Saya memandang perlunya pengembangan sistem kaderisasi yang kontekstual dan integratif, yakni proses pembentukan kader yang tidak hanya berbasis manual formal, tetapi juga responsif terhadap realitas sosial serta membuka ruang partisipasi lintas generasi.
Alumni harus diberdayakan sebagai mentor, fasilitator, dan jejaring intelektual yang menopang pertumbuhan kader, bukan hanya sekadar tokoh yang dijadikan simbol seremonial.
Model kaderisasi juga perlu diarahkan untuk menghasilkan kader-kader yang memiliki kesadaran kritis, kapasitas teknokratis, dan komitmen keumatan.
Oleh karena itu, KPN sebagai lembaga pusat kaderisasi perlu diaktivasi dan direvitalisasi secara mendasar. Peranannya selain mengurus kurikulum juga bertransformasi menjadi pusat riset dan pengembangan kaderisasi nasional.
KPN harus mampu memetakan kualitas dan capaian kaderisasi di seluruh cabang, menyusun roadmap pembinaan jangka panjang yang berkelanjutan, serta mengadaptasi modul pelatihan dengan isu-isu kontemporer seperti demokrasi digital, ekologi politik, dan keadilan sosial.

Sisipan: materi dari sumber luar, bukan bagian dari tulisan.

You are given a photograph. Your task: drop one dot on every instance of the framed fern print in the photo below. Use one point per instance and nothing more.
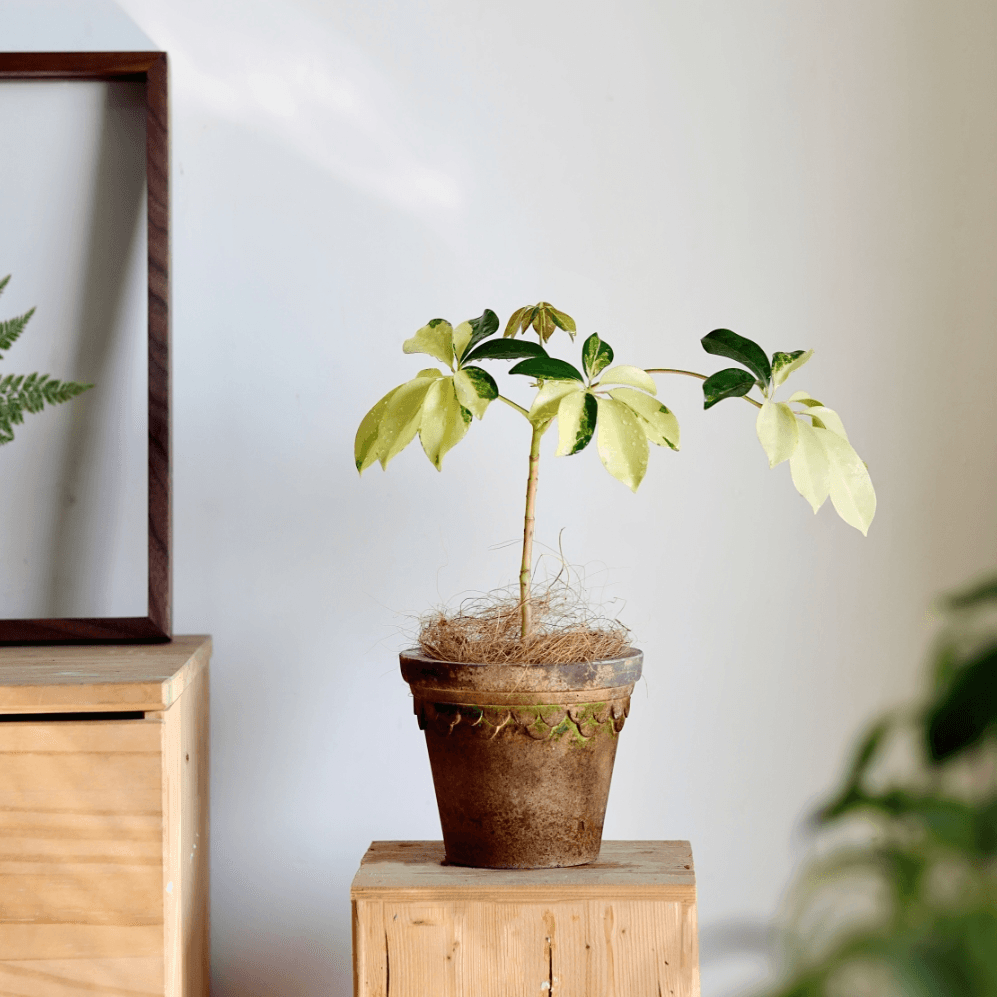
(85, 450)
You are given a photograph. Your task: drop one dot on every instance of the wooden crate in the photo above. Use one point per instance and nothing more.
(104, 820)
(624, 926)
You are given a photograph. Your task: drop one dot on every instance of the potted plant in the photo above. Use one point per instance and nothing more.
(521, 740)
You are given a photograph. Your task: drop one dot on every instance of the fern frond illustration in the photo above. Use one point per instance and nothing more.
(21, 393)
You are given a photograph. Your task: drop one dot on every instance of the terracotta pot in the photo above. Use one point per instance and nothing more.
(522, 755)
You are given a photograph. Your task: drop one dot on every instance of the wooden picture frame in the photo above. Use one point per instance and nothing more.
(149, 68)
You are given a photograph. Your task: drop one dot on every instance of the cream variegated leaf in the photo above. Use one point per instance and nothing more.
(400, 421)
(825, 418)
(475, 389)
(659, 424)
(365, 449)
(548, 399)
(634, 377)
(461, 337)
(810, 466)
(435, 339)
(444, 420)
(851, 489)
(576, 420)
(778, 431)
(622, 442)
(783, 364)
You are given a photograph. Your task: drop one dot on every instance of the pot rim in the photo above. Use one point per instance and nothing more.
(423, 672)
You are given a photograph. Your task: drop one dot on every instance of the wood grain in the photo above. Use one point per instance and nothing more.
(151, 69)
(99, 678)
(185, 843)
(421, 928)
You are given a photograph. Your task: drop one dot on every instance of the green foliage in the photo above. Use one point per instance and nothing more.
(20, 394)
(931, 840)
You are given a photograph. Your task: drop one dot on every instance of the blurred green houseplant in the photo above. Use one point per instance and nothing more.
(910, 908)
(615, 404)
(19, 393)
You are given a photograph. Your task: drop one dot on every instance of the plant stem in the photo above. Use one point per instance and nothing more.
(526, 569)
(692, 373)
(512, 404)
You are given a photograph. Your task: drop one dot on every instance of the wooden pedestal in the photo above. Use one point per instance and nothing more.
(104, 820)
(624, 926)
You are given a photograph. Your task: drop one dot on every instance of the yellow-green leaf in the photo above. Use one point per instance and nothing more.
(401, 419)
(365, 450)
(810, 466)
(852, 493)
(632, 376)
(461, 337)
(659, 424)
(783, 364)
(778, 431)
(548, 398)
(435, 339)
(444, 420)
(622, 443)
(576, 419)
(475, 389)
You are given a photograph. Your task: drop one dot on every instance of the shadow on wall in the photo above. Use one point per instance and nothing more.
(119, 199)
(292, 967)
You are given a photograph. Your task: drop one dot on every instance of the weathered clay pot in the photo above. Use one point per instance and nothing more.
(522, 755)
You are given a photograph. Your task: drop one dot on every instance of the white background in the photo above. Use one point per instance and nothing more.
(809, 174)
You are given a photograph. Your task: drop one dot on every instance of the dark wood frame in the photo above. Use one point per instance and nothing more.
(149, 68)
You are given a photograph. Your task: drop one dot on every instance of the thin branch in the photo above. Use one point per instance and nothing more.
(692, 373)
(518, 408)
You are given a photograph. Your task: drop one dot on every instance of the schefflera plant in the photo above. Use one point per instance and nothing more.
(614, 403)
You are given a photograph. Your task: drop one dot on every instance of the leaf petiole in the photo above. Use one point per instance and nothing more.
(692, 373)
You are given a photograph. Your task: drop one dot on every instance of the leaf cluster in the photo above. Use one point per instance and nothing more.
(20, 394)
(935, 849)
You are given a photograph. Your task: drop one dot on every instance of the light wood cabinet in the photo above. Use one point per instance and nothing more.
(104, 820)
(624, 926)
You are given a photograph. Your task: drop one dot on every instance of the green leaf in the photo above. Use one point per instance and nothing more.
(724, 343)
(562, 320)
(968, 709)
(506, 349)
(852, 494)
(461, 338)
(401, 419)
(475, 389)
(544, 367)
(548, 400)
(576, 418)
(519, 321)
(810, 466)
(365, 450)
(435, 339)
(660, 426)
(732, 382)
(622, 443)
(596, 355)
(783, 364)
(485, 325)
(12, 328)
(983, 592)
(632, 376)
(444, 421)
(778, 431)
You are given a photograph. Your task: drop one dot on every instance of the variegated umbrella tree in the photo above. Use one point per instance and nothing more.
(615, 403)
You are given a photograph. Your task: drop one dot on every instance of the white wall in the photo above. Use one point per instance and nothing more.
(809, 174)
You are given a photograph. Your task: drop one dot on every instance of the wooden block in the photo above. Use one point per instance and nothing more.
(104, 822)
(624, 926)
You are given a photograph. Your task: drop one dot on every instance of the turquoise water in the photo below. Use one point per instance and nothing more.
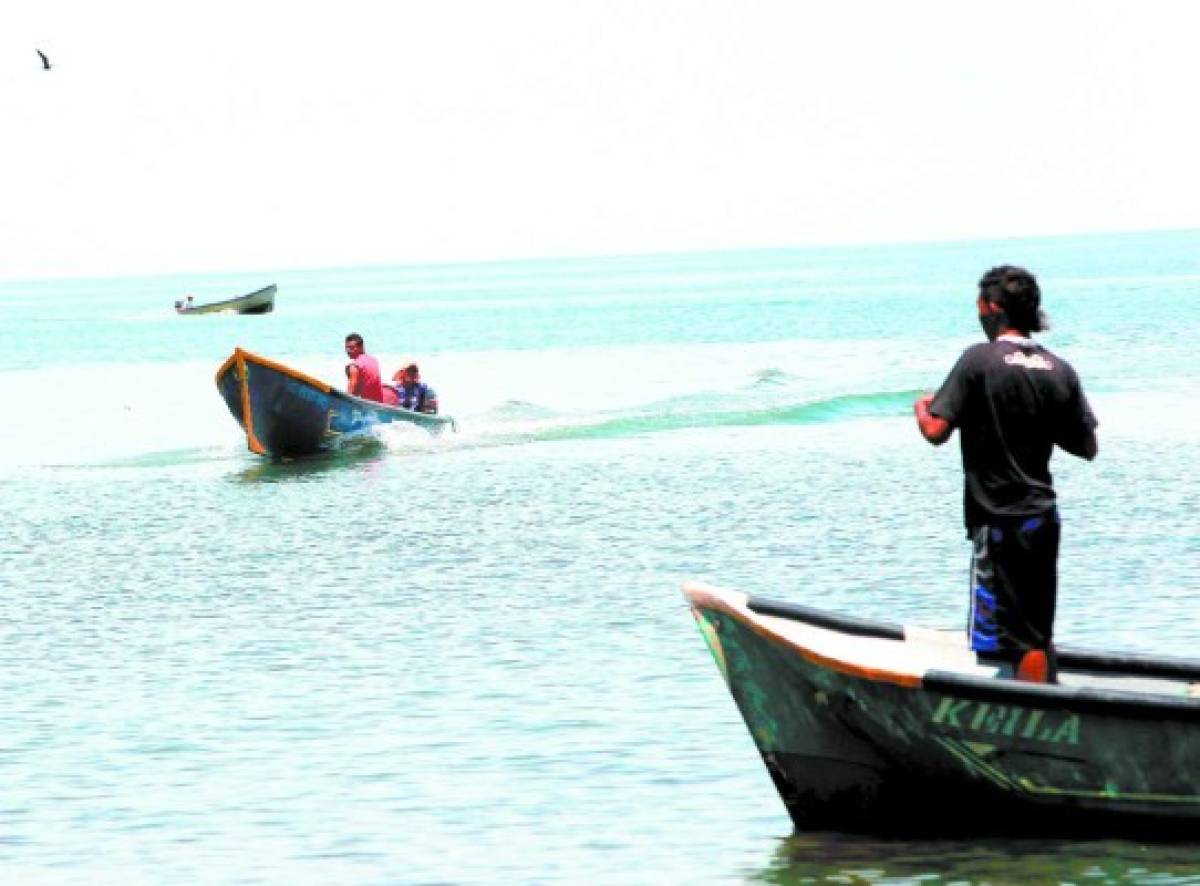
(467, 658)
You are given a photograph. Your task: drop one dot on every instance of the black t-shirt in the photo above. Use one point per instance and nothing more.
(1012, 401)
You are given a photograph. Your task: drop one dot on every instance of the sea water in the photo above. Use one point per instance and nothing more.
(466, 658)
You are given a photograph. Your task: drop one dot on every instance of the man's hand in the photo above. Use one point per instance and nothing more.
(934, 429)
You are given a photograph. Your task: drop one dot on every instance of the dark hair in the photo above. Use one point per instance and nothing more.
(1015, 291)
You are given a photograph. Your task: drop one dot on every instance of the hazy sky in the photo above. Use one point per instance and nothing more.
(262, 135)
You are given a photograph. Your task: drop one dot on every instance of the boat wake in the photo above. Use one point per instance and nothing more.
(515, 423)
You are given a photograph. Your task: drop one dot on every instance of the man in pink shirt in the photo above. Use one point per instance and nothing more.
(364, 371)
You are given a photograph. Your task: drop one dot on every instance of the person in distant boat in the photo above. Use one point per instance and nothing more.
(1012, 401)
(412, 393)
(363, 373)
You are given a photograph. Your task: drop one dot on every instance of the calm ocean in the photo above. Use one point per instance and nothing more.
(467, 658)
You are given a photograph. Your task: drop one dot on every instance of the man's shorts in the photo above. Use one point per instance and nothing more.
(1014, 584)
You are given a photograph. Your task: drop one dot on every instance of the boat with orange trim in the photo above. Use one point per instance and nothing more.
(286, 413)
(258, 301)
(875, 728)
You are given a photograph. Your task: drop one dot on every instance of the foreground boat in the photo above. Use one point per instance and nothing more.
(287, 413)
(259, 301)
(875, 728)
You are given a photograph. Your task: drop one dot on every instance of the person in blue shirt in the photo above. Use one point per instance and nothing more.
(412, 393)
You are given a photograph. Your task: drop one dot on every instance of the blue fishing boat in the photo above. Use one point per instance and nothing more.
(286, 413)
(868, 726)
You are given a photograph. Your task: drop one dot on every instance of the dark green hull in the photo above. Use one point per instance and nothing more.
(859, 735)
(286, 413)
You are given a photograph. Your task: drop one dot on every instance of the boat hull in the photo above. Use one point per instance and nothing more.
(858, 742)
(259, 301)
(286, 413)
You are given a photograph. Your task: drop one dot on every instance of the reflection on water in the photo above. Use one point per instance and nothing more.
(357, 454)
(844, 858)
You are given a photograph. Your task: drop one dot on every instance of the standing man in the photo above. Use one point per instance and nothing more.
(1013, 402)
(363, 372)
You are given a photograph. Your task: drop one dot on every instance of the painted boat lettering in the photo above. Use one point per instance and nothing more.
(1011, 720)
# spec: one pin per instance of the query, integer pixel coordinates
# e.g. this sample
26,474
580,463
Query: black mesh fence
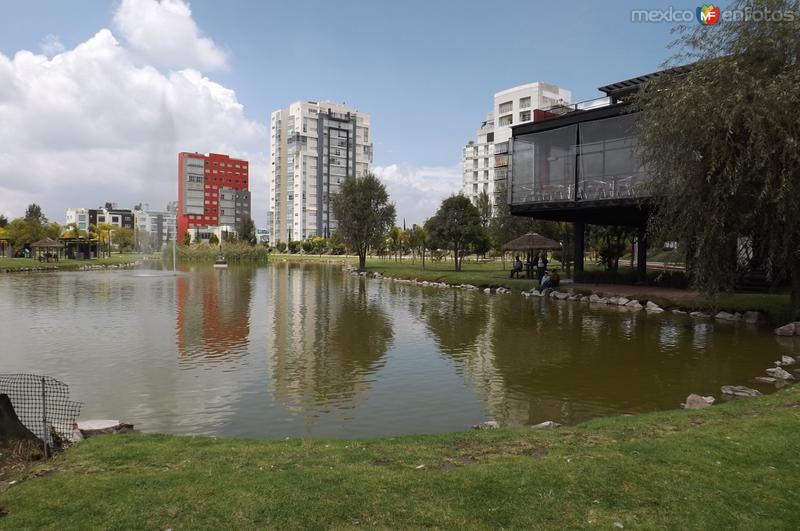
43,405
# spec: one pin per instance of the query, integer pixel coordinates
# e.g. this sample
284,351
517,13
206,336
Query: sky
98,97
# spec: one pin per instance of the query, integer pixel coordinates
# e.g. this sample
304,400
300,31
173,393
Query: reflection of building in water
328,337
213,315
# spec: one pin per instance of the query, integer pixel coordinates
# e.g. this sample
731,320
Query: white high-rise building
485,160
313,147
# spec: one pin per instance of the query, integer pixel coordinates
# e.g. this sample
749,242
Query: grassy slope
22,263
733,466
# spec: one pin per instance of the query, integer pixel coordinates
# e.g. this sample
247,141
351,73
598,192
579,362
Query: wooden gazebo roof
532,242
47,243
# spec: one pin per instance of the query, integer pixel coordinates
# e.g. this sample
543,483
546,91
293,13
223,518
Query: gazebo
528,243
47,249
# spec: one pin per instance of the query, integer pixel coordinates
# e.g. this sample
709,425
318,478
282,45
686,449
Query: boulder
739,390
694,401
653,307
546,424
751,317
779,373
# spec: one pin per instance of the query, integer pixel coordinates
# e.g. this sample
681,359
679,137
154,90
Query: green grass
732,466
12,264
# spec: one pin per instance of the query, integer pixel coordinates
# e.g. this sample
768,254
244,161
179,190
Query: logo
708,15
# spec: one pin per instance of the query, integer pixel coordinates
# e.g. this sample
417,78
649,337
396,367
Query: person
541,266
517,269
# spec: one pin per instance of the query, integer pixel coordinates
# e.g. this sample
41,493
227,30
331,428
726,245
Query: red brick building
213,191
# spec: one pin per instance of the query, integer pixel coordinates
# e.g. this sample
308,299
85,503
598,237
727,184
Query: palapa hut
529,243
47,249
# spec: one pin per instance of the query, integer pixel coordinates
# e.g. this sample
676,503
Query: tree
484,204
34,211
455,226
721,143
364,212
123,238
247,230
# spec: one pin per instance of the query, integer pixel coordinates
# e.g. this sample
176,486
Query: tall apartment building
213,191
159,224
313,147
485,160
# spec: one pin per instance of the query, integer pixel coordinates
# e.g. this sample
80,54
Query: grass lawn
23,263
731,466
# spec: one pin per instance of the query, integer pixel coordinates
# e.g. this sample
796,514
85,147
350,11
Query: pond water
309,350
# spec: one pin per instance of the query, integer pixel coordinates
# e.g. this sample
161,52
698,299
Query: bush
660,279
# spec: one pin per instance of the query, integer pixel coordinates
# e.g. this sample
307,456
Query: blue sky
425,71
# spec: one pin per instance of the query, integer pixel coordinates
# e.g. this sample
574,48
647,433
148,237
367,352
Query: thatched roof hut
532,242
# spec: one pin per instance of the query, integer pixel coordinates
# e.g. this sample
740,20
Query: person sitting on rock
517,269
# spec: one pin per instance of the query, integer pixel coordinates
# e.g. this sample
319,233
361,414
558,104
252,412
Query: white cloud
51,45
92,124
164,33
418,191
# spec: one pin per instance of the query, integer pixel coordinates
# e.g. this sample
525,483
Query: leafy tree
484,204
721,142
364,213
247,230
455,226
34,211
123,238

Untuk menjawab tantangan zaman, HMI perlu menginisiasi digitalisasi sistem kaderisasi secara menyeluruh.
Saya mengusulkan pembentukan HMI Digital Learning Hub, sebuah platform nasional berbasis teknologi yang dapat menyimpan dan mendistribusikan materi pelatihan menjadi ruang berbagi praktik baik antar-cabang, menyelenggarakan diskusi kebijakan publik daring, serta menjembatani proses mentoring antar generasi.
Digitalisasi bukan sekadar gaya hidup teknologi, melainkan kebutuhan strategis untuk menjadikan kaderisasi HMI lebih inklusif, terbuka, efisien, dan adaptif terhadap ekosistem belajar masa kini.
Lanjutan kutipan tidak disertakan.